Subió por la antigua escalera, que también estaba mal conservada; a Ginebra ya no le parecía tan buena idea nombrarlo regente. Sus soldados tenían un aspecto aún más rufianesco y no se veía a ninguna mujer. Empezaban a invadirla vagos reparos; quizá no había sido prudente llegar sola, no insistir en hacerse acompañar por su escolta en todo momento.

Se volvió en mitad de la escalera para decir:

—Por favor, quiero que mi chambelán me acompañe. ¡ Y necesito inmediatamente a mi doncella!

—Como mi señora desee.

El hombre sonrió de oreja a oreja. Tenía los dientes muy reos, amarillos y manchados. «Es como una bestia salvaje», pensó, apretándose contra el muro, aterrorizada. Pero recurrió a cierta reserva de fortaleza interior para decir:

—Ahora mismo, por favor. Si no llamáis al señor Héctor hablaré inmediatamente al salón hasta que llegue mi doncella.
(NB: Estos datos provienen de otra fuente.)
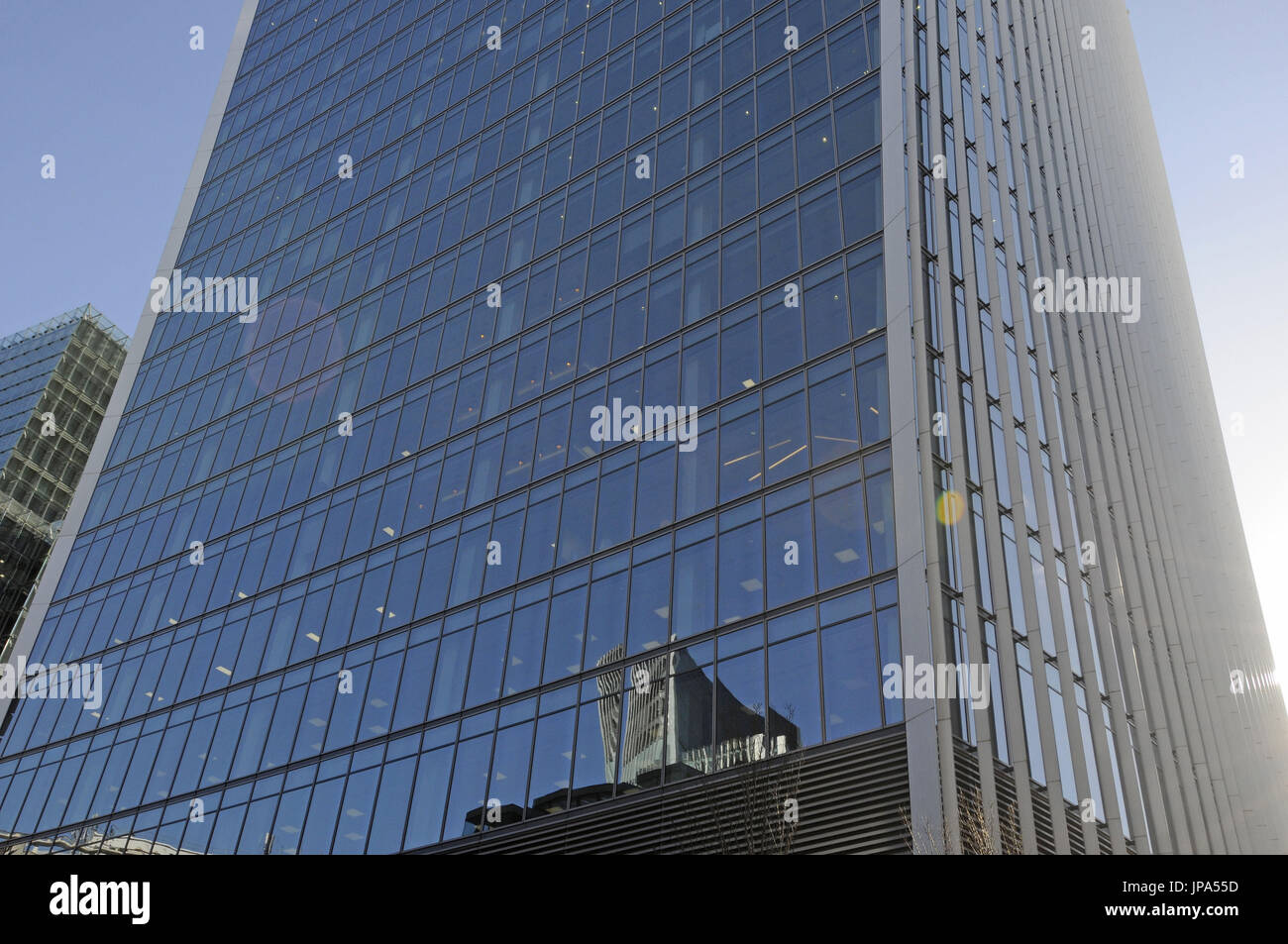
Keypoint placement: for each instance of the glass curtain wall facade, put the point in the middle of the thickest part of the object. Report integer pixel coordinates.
(426, 588)
(1081, 530)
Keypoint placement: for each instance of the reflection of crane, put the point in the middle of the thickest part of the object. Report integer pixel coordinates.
(670, 706)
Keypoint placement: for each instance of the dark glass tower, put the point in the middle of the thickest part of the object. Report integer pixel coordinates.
(428, 588)
(629, 385)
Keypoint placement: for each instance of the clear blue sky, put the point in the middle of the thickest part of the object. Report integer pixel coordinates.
(1218, 77)
(112, 90)
(115, 93)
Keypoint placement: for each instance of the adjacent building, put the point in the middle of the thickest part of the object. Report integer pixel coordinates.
(55, 380)
(635, 390)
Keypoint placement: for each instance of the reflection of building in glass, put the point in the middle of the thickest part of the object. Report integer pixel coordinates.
(670, 706)
(481, 562)
(55, 378)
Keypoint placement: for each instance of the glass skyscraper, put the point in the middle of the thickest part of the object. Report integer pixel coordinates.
(368, 570)
(55, 380)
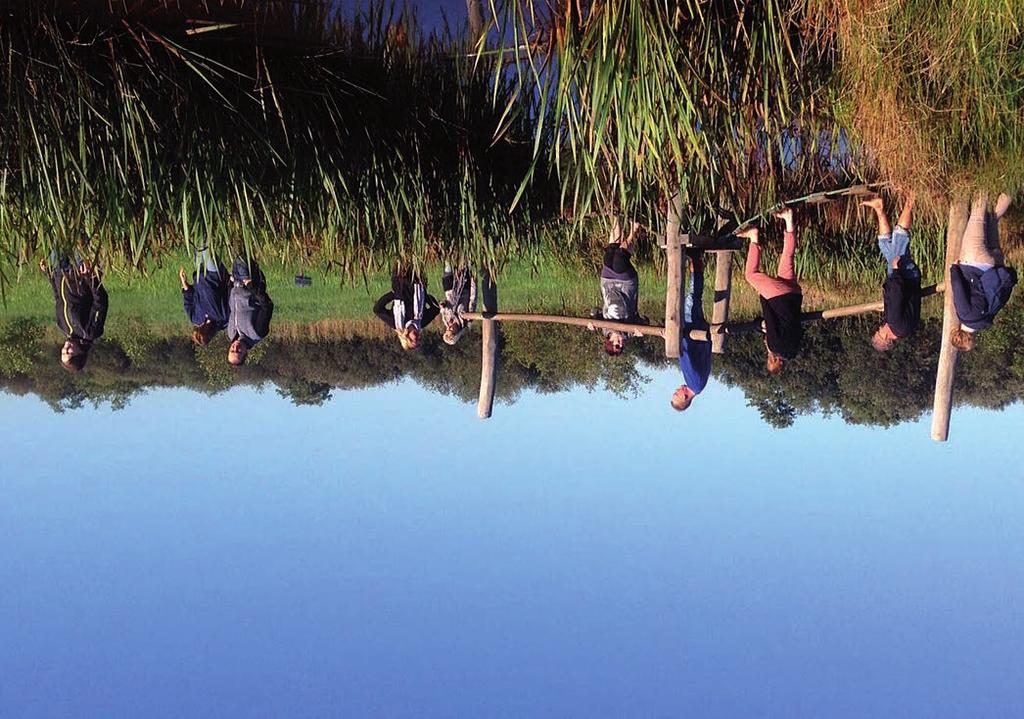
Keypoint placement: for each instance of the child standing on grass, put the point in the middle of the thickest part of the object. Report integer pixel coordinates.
(620, 287)
(780, 296)
(980, 282)
(694, 355)
(407, 308)
(460, 296)
(901, 291)
(81, 307)
(250, 310)
(206, 300)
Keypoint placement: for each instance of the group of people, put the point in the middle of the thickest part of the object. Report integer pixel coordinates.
(980, 284)
(238, 301)
(214, 300)
(409, 308)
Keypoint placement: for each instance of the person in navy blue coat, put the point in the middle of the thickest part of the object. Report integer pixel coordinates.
(205, 298)
(694, 355)
(980, 282)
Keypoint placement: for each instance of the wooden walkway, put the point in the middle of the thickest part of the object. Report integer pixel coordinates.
(720, 328)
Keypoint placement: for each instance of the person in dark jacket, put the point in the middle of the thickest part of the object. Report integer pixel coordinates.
(780, 296)
(81, 307)
(620, 287)
(694, 355)
(206, 299)
(901, 291)
(460, 296)
(250, 310)
(408, 309)
(981, 283)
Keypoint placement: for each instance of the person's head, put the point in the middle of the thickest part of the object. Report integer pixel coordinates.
(613, 343)
(454, 331)
(884, 338)
(410, 337)
(202, 334)
(73, 355)
(237, 353)
(963, 340)
(682, 397)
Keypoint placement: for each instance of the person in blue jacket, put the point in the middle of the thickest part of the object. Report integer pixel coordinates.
(206, 298)
(250, 309)
(81, 306)
(981, 283)
(694, 355)
(901, 291)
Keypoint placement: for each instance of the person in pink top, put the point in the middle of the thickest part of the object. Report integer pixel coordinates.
(780, 295)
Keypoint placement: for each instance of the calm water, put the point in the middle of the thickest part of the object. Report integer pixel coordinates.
(388, 554)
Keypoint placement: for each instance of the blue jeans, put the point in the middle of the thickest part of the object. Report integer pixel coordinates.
(896, 248)
(693, 304)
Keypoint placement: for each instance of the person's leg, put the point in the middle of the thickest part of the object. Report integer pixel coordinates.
(992, 227)
(419, 299)
(786, 261)
(694, 300)
(973, 246)
(615, 234)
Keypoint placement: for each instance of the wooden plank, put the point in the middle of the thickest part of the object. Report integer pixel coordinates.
(610, 325)
(488, 348)
(942, 404)
(656, 331)
(723, 293)
(674, 286)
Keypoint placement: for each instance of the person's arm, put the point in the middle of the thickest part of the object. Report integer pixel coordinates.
(263, 311)
(382, 311)
(1007, 279)
(430, 311)
(188, 300)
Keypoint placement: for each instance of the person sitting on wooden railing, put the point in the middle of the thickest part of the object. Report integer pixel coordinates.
(780, 296)
(251, 310)
(411, 307)
(901, 291)
(81, 307)
(620, 287)
(205, 299)
(460, 296)
(981, 283)
(694, 355)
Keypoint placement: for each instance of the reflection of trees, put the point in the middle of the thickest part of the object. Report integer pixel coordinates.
(838, 373)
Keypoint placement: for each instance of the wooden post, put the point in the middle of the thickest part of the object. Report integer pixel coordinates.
(723, 292)
(942, 407)
(674, 291)
(488, 353)
(474, 10)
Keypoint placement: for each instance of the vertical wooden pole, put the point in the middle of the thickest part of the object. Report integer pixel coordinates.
(474, 9)
(674, 291)
(488, 357)
(942, 407)
(723, 293)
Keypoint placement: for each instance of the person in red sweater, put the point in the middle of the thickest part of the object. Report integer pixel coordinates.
(780, 295)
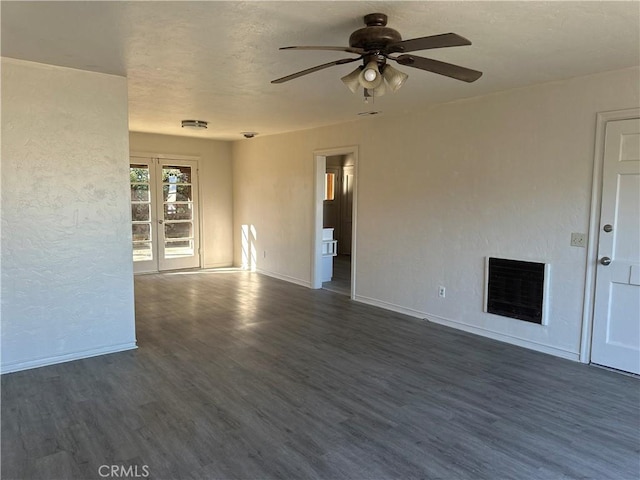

No es decoroso que la reina de Arturo esté sola con un desconocido…

—¿Aunque sea su hermano? —preguntó Meleagrant.

Pero Ginebra vio que Héctor había entrado en el salón.

—¡Padre tutelar! Acompañadme, por favor. ¡Y mandad al señor Lucano en busca de mi criada!

El anciano subió lentamente tras ellos y Ginebra alargó el brazo para apoyarse en él. Meleagrant no parecía muy complacido. Cuando llegaron arriba, abrió la puerta de la alcoba que había ocupado Alienor, junto a la de Ginebra, una habitación trasera, más pequeña. El interior olía a aire viciado y húmedo. Meleagrant la empujó dentro y cerró tras ella, con un fuerte portazo. Mientras caía de rodillas, la reina oyó el ruido de la tranca al descender. Cuando pudo levantarse estaba sola en la habitación. Por más que aporreó la puerta no se oyó ningún sonido.

Morgana había acertado. ¿Habrían matado a toda su escolta, a Héctor, a Lucano? La habitación de Alienor estaba fría y húmeda; sólo quedaban unas sábanas harapientas en el gran lecho y la paja olía mal. Allí continuaba el viejo arcón tallado, pero vacío y con las tallas grasientas. El hogar estaba lleno de cenizas, como si no lo hubieran encendido en muchos años.

Ginebra llamó a la puerta y gritó hasta que le dolieron las manos y la garganta. Estaba hambrienta, exhausta y asqueada por el olor y la suciedad del ambiente. Pero la puerta no cedía. Y la ventana era demasiado pequeña para escapar; además, la distancia hasta el suelo superaba las tres varas y media. Estaba prisionera. Por la ventana sólo se veía un patio de establo, por donde se paseaba una solitaria vaca que mugía de vez en cuando.

Las horas pasaron lentamente. Ginebra tuvo que aceptar que no podría salir de allí por sus propios medios y tampoco atraer a nadie que pudiera liberarla. Sus acompañantes habían desaparecido, muertos o hechos prisioneros; en todo caso, les era imposible acudir en su auxilio. Se encontraba sola a merced de un hombre que, probablemente, la utilizaría como rehén para obtener de Arturo alguna concesión.

Probablemente, no corría peligro. Tal como había dicho Morgana, su reclamación se basaba en el hecho de ser el único hijo varón superviviente, aunque bastardo. No obstante, la aterrorizaba pensar en su sonrisa rapaz y su físico enorme. Bien podía abusar de ella o tratar de obligarla a reconocerlo corno regente del país.

El día pasó con lentitud. El sol que entraba por la estrecha ventana cruzó la habitación hasta desaparecer; empezaba a caer la oscuridad. Ginebra entró en la pequeña alcoba interior que había ocupado cuando era niña. El espacio oscuro, no mayor que un armario, le pareció reconfortante y seguro, aunque estaba sucio, con la paja del lecho enmohecida. Allí se acostó, envuelta en su capa y con el pesado arcón de Alienor apoyado contra la puerta. Había descubierto que Meleagrant le inspiraba mucho miedo y sus soldados, aún más.